Other treatment options for mastitis
- Making sure the baby is feeding well on the affected breast – offering the affected breast first can help
- Check babies chin is well planted chest to chest and chin to breast
- The application of heat for a few minutes before a feed, and cold packs after a feed and between feeds for comfort
- A change in feeding position
- Frequent drainage of the breast through feeding and expressing.
- Antibiotics (for example, flucloxacillin or cephalexin) if infective mastitis, speak to your doctor
- Anti-inflammatory medication (such as ibuprofen) or analgesia (such as paracetamol) to relieve pain, if necessary for non-infective mastitis, speak to your doctor or pharmacist regards what medications are proven safe for breast feeding mothers
- Rest and adequate fluid intake
- Varying the feeding position to increase breast drainage. Encourage lying down on your back to breast feed incline about 30 degrees leaning on some pillows and enjoy skin to skin contact with you and your baby. Your baby has strong reflexes that will help them lift their head up and effectively attach to your nipple. Tickling under their feet will help them move towards your nipples. Enjoy- you can now relax and alternatively stretch out your arms overhead to keep breast tissue soft and breast fascia internally elongated.

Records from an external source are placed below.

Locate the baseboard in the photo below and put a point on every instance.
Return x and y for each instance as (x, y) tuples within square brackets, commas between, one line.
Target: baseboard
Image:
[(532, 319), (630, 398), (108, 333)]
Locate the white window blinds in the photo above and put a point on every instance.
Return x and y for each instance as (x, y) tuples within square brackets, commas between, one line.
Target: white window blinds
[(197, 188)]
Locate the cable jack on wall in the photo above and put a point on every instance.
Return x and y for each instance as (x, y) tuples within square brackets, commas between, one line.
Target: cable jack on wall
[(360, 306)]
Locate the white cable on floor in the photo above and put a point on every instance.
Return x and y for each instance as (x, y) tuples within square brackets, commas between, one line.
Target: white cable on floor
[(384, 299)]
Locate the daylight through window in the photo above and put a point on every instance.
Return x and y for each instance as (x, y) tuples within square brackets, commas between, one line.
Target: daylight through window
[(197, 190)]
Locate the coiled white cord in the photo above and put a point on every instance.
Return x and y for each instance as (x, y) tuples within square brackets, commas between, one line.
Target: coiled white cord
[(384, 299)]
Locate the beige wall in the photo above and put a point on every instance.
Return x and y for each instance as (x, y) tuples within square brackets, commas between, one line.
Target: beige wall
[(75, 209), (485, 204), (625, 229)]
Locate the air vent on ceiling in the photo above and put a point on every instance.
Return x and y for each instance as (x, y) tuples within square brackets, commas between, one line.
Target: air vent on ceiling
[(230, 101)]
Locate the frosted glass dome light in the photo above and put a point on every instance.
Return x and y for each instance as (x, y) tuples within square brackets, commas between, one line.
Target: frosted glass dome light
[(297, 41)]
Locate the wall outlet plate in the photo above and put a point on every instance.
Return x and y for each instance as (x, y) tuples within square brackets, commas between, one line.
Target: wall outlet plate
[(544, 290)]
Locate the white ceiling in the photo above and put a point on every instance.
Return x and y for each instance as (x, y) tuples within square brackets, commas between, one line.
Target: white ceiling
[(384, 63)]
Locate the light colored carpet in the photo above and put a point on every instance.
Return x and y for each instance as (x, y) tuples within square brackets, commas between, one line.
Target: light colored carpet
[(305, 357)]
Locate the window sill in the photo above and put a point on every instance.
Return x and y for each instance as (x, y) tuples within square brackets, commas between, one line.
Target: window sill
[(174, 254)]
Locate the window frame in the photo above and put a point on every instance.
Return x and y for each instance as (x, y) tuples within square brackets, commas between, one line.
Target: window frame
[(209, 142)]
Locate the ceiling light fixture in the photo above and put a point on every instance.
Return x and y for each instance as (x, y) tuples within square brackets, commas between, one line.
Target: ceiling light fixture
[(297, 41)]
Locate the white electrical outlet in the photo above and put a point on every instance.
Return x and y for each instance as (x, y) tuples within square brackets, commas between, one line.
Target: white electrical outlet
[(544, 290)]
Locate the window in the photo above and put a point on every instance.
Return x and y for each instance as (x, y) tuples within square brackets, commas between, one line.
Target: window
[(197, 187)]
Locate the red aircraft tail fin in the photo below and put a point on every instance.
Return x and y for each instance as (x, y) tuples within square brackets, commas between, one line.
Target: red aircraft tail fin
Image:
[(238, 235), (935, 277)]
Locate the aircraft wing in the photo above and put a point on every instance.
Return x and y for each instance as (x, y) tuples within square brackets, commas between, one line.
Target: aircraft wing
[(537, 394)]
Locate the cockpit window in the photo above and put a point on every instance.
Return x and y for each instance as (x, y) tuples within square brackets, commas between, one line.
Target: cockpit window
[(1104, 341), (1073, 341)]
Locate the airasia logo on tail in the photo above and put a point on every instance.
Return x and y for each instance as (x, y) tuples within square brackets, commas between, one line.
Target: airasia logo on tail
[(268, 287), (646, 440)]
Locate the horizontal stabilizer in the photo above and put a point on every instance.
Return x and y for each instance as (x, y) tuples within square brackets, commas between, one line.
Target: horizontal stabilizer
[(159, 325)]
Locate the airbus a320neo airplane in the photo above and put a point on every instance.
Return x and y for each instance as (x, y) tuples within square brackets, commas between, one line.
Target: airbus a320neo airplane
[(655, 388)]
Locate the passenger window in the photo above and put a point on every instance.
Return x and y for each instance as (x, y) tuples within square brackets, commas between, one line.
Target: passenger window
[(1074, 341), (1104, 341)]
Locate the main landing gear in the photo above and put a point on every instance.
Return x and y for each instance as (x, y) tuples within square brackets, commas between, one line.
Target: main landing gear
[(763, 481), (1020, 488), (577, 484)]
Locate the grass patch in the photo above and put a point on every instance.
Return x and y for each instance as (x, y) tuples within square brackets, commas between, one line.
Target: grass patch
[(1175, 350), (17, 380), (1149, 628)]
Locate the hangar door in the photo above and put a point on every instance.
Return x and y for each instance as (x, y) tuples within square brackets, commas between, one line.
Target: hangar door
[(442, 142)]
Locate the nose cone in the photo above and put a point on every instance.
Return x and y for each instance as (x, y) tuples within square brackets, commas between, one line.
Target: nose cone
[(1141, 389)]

Physiotherapy treatment ideally commences within the first 24 hours of symptoms, but can be beneficial to reduce pain and inflammation at any stage.
Where to get help about breast feeding issues:
- Contact your Maternal Health Nurse
- A lactation consultant – contact the Lactation Consultants of Australia and New Zealand
- An Australian Breastfeeding Association breastfeeding counsellor Tel. 1800 mum 2 mum (1800 686 2 686)
- Ring Innovative Physio 97761287 and mention you have Mastitis and we will make a big effort to see you on the day. We also treatment over the weekend on case be case needs. Afterhours physiotherapy incurs a 25% loading on the standard fee
General treatment is over three days with two initial one hour sessions followed be a final 30min session. This three day approach appears enough to dramatically reduce the symptoms of mastitis without the need of taking antibiotics immediately breast thickening, tenderness and redness occurs.